The next section, also about letting go, takes place years later, at Oxford. Brook describes himself as a pathetic army-officer recruit, ordered by his disdainful sergeant to cross a river on a log. Instead, he stands at the bank, upon the log, clinging precariously to a single leaf over his head. “. . . The sergeant bellows, 'Damn it, let go of that bloody leaf!' . . . For a moment, I lean like the Tower of Pisa, then at long last I let go of the leaf and fall splashing into the stream below . . . [It is] the essential conflict that I have tried all my life to resolve – when to cling to a conviction, and when to see through it and let go.”
For a while it looks as though Threads is going to accomplish a literary miracle, not just discussing the transfer of experience into art but embodying that process. By midsection, it's clear that the book can't rise to that challenge, its initial impressionistic ardor yielding to the easier temptation of pleasant celebrity anecdotes that remind us Brook has rubbed shoulders with the likes of Salvador Dali, Bertolt Brecht, Sir Laurence Olivier, Jean Genet and Jeanne Moreau. The Who's Who sections feel diminutive when compared to, say, the image of Brook as a college student playing with a primeval film projector and reflecting on the essences of shadow and light, or on how a building's architectural rhythm connects to the rhythm of a symphony.

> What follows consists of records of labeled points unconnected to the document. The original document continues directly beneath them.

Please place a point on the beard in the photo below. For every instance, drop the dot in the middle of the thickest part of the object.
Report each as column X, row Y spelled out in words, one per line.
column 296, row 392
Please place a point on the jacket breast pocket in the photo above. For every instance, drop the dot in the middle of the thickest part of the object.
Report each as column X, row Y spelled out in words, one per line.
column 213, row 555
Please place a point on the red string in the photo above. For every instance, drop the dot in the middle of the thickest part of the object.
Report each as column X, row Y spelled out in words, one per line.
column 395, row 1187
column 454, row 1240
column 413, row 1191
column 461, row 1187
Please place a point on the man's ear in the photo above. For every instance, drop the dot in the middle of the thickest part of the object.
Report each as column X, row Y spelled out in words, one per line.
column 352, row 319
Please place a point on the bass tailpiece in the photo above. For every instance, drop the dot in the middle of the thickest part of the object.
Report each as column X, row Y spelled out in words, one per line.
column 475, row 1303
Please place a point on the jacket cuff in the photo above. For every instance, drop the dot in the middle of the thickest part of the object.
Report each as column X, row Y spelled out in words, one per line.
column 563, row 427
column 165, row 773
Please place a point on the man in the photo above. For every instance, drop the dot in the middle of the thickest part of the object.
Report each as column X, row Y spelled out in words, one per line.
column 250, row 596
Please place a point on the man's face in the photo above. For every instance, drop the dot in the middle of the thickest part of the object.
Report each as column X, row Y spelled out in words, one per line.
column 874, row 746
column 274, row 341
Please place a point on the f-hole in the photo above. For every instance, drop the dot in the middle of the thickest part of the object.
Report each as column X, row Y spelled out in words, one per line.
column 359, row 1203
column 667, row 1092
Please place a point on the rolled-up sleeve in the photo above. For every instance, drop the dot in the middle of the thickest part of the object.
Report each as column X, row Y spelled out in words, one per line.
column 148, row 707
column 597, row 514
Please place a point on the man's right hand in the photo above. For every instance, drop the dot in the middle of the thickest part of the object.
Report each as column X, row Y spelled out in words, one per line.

If you didn't know Brook before reading Threads, you won't know him after. For Brook is an Englishman who wears his formality like a cloak. That's his prerogative: This is a book about artistic process, about ideas and passions. He writes of the harrowing years of World War II and the urban dreariness that followed, of how his excursions into theater and cinema were searches for glimmers of beauty. Such glimmers appear repeatedly in Threads, an enchanting portrait of an enigma. Which is exactly how Brook would have it.